Poster
PSHuman: Photorealistic Single-image 3D Human Reconstruction using Cross-Scale Multiview Diffusion and Explicit Remeshing
Peng Li · Wangguandong Zheng · Yuan Liu · Tao Yu · Yangguang Li · Xingqun Qi · Xiaowei Chi · Siyu Xia · Yan-Pei Cao · Wei Xue · Wenhan Luo · Yike Guo
ExHall D Poster #14
Photorealistic 3D human modeling is essential for various applications and has seen tremendous progress. However, existing methods for monocular full-body reconstruction, typically relying on front and/or predicted back view, still struggle with satisfactory performance due to the ill-posed nature of the problem and sophisticated self-occlusions. In this paper, we propose PSHuman, a novel framework that explicitly reconstructs human meshes utilizing priors from the multiview diffusion model. It is found that directly applying multiview diffusion on single-view human images leads to severe geometric distortions, especially on generated faces.

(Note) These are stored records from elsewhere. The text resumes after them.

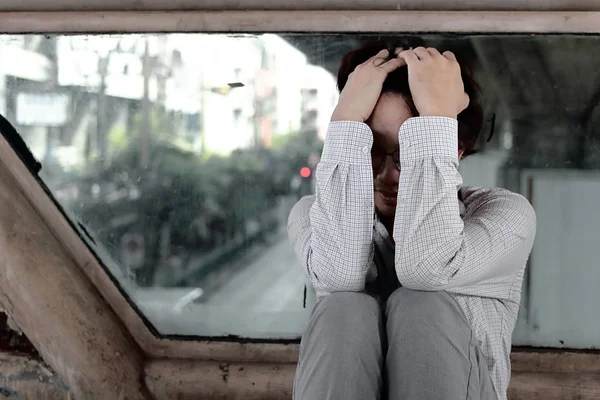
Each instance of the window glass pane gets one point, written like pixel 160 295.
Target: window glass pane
pixel 181 155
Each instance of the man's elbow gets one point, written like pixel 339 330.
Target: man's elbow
pixel 422 278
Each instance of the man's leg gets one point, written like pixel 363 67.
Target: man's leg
pixel 431 351
pixel 341 354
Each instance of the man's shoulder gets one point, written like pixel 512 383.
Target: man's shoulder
pixel 475 196
pixel 301 209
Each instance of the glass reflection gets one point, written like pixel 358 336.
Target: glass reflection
pixel 182 154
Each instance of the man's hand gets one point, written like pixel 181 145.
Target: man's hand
pixel 435 82
pixel 360 95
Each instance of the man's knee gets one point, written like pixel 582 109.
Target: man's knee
pixel 419 311
pixel 346 317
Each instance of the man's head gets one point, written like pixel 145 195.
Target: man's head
pixel 393 108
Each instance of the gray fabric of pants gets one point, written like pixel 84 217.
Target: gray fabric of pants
pixel 417 346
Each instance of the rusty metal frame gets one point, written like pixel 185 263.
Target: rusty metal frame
pixel 302 21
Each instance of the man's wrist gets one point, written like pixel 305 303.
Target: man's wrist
pixel 438 113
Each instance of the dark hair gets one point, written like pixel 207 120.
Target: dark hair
pixel 470 120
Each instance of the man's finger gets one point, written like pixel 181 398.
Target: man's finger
pixel 409 56
pixel 433 52
pixel 422 53
pixel 382 54
pixel 449 55
pixel 392 65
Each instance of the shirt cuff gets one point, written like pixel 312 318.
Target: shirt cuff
pixel 348 142
pixel 425 137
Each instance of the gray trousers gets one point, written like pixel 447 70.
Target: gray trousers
pixel 416 346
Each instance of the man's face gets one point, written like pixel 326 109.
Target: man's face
pixel 389 114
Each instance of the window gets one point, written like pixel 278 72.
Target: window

To address it, we propose a cross-scale diffusion that models the joint probability distribution of global full-body shape and local facial characteristics, enabling detailed and identity-preserved novel-view generation without any geometric distortion. Moreover, to enhance cross-view body shape consistency of varied human poses, we condition the generative model on parametric models like SMPL-X, which provide body priors and prevent unnatural views inconsistent with human anatomy. Leveraging the generated multiview normal and color images, we present SMPLX-initialized explicit human carving to recover realistic textured human meshes efficiently. Extensive experiments on CAPE and THuman2.1 datasets demonstrate PSHuman's superiority in geometry details, texture fidelity, and generalization capability.